Below is a personal recollection of Don written by Jane More, a member of Capel History Group
Don Foreman: Historian and friend
Back in 2003 and knowing of our interest in local history, the ever-persuasive Mary Stinton asked my husband Bryan and I if we would like to join fellow enthusiasts to research the history of the villages of Five Oak Green, Capel and Tudeley. So it was, in the kitchen of Mike and Joy Temple, that we met the unique, memorable (and even a little eccentric) Don Foreman who was to become a firm and unforgettable friend. On seeing me wearing a jumper which made it obvious that I was an "Archers" fan, Don immediately showed interest - and we were off!
Over the last 18 years we have worked on a small committee, first under the chairmanship of Mary Stinton and then from 2013 under Don and these meetings were always fun with plenty of laughs - and of course coffee and biscuits - but a lot of work managed to get done, resulting in the publication of three "Capel Explored" books. Don's especial interests, as we all know, were fires, the Scout movement and aeroplanes, but he used his great powers of investigation and his vast knowledge to produce numerous articles on many subjects.
Never shall I forget clambering through the bramble-infested ruins of the Isolation Hospital in Half Moon Lane when I was researching the history of hospitals in the parish for "Capel Explored One" and we have some memorable photographs to prove it!

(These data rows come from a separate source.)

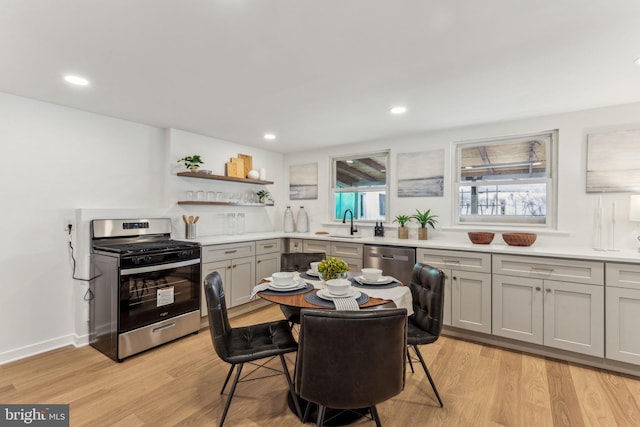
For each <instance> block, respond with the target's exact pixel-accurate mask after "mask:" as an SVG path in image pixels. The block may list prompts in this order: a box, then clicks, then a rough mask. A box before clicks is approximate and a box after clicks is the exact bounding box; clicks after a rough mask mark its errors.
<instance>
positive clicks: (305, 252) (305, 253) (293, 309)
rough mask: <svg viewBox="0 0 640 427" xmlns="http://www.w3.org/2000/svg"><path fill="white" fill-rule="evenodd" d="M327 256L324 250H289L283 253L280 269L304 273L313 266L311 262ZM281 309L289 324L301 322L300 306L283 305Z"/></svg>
mask: <svg viewBox="0 0 640 427" xmlns="http://www.w3.org/2000/svg"><path fill="white" fill-rule="evenodd" d="M325 258H326V254H325V253H324V252H287V253H283V254H282V256H281V262H280V271H298V272H300V273H303V272H305V271H307V270H309V268H310V267H311V263H312V262H315V261H322V260H323V259H325ZM280 310H281V311H282V314H284V317H285V319H287V322H289V326H290V327H291V328H293V325H296V324H300V307H290V306H288V305H281V306H280Z"/></svg>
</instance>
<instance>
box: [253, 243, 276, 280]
mask: <svg viewBox="0 0 640 427" xmlns="http://www.w3.org/2000/svg"><path fill="white" fill-rule="evenodd" d="M281 250H282V240H280V239H268V240H258V241H256V282H258V281H260V279H263V278H265V277H270V276H271V275H272V274H273V273H275V272H276V271H280V260H281V258H282V257H281V255H280V253H281Z"/></svg>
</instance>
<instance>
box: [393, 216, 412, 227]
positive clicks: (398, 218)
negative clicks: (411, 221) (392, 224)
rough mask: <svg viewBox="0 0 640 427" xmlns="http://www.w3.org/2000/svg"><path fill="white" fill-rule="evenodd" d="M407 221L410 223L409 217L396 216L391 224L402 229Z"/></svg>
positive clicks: (410, 218)
mask: <svg viewBox="0 0 640 427" xmlns="http://www.w3.org/2000/svg"><path fill="white" fill-rule="evenodd" d="M409 221H411V217H410V216H409V215H398V216H396V218H395V219H394V220H393V222H397V223H398V224H400V227H404V225H405V224H406V223H407V222H409Z"/></svg>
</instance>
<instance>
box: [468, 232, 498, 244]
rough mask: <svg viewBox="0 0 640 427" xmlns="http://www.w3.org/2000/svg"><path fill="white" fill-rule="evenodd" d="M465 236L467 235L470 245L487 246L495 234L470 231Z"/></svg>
mask: <svg viewBox="0 0 640 427" xmlns="http://www.w3.org/2000/svg"><path fill="white" fill-rule="evenodd" d="M467 234H468V235H469V240H471V243H474V244H476V245H488V244H489V243H491V241H493V236H494V235H495V233H490V232H488V231H470V232H468V233H467Z"/></svg>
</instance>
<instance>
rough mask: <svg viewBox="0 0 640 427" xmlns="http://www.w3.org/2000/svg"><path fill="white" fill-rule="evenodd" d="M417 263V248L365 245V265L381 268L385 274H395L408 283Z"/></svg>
mask: <svg viewBox="0 0 640 427" xmlns="http://www.w3.org/2000/svg"><path fill="white" fill-rule="evenodd" d="M415 263H416V250H415V248H406V247H401V246H374V245H365V246H364V259H363V264H364V266H365V267H372V268H379V269H381V270H382V274H383V275H385V276H393V277H395V278H396V279H398V280H400V281H402V283H404V284H405V285H408V284H409V282H410V281H411V272H412V271H413V266H414V264H415Z"/></svg>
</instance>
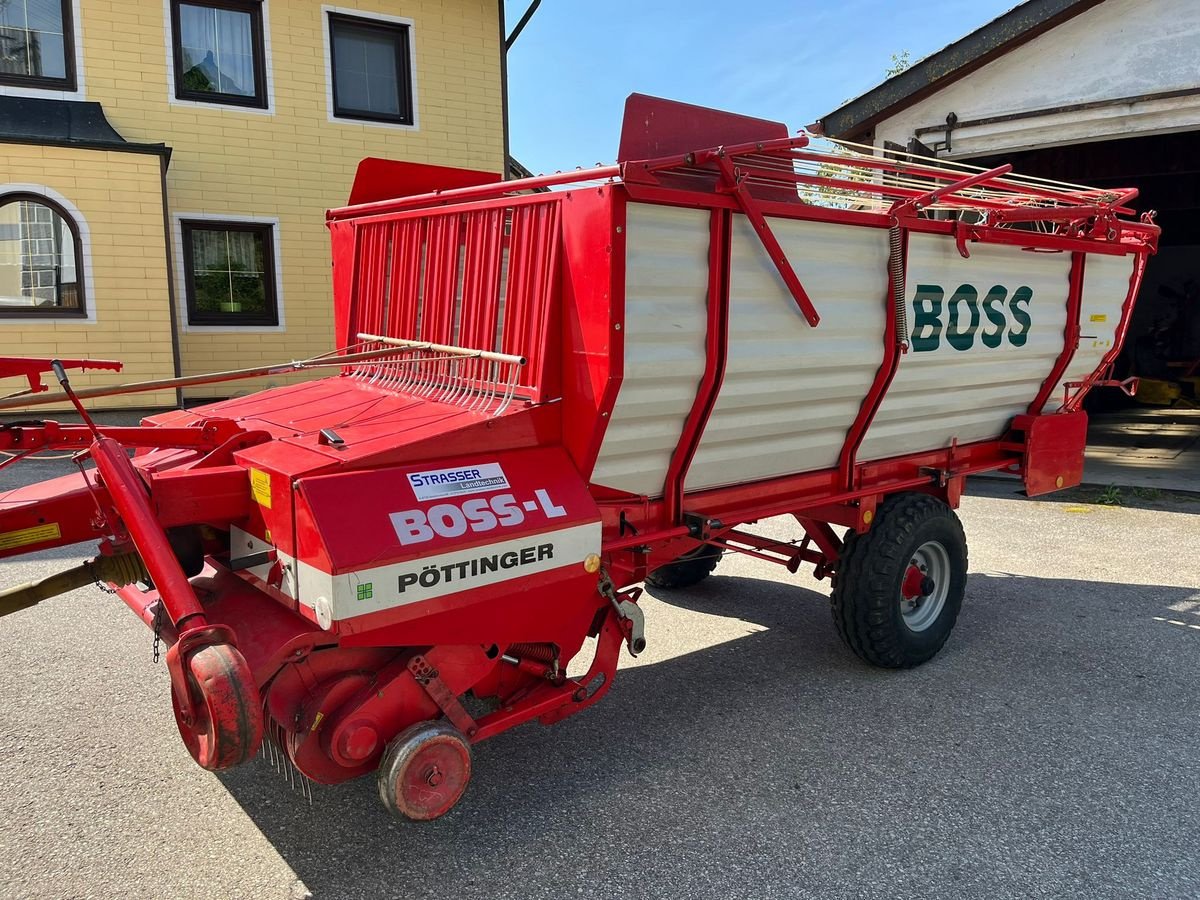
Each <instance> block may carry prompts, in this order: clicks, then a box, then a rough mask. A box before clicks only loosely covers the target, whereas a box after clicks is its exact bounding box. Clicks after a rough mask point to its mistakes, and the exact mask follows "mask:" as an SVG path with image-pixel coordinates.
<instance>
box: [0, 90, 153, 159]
mask: <svg viewBox="0 0 1200 900" xmlns="http://www.w3.org/2000/svg"><path fill="white" fill-rule="evenodd" d="M0 142H7V143H14V144H53V145H59V146H79V148H85V149H94V150H121V151H125V152H136V154H156V155H158V156H164V157H168V158H169V157H170V148H168V146H166V145H164V144H134V143H131V142H128V140H126V139H125V138H122V137H121V136H120V134H119V133H118V131H116V128H114V127H113V126H112V124H110V122H109V121H108V119H107V118H106V116H104V110H103V108H102V107H101V106H100V103H95V102H86V101H80V100H42V98H34V97H0Z"/></svg>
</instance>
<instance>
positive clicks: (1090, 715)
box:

Don's collaboration with the late James Edwards and then Paul Chalklin ensured that the publications were of exceptional quality and have proved so popular that copies of No. One are now a collector's item.
There are many amusing memories of Don, including one interview when we both came away suffering from flea bites from an absent cat! One thing I managed to give Don was chicken pox - sorry Don!
Lastly, it was fitting that we should remember him on Sunday, 15th August, two days after he passed away peacefully at The Hospice in the Weald. For Don had been instrumental in requesting that the Parish Council should commemorate the opening of the two War Memorial Cottages just 100 years ago on 14th August 1921 with a small ceremony at the cottages. The sun shone on those who had come to remember those who had died in both World Wars and Andrew Stanley, Secretary of the Capel History Group, read the speech Don had prepared.
I think he would have been pleased and proud. We certainly were. As was said of the late John Buchan - Don will always remain "Unforgettable, Unforgotten".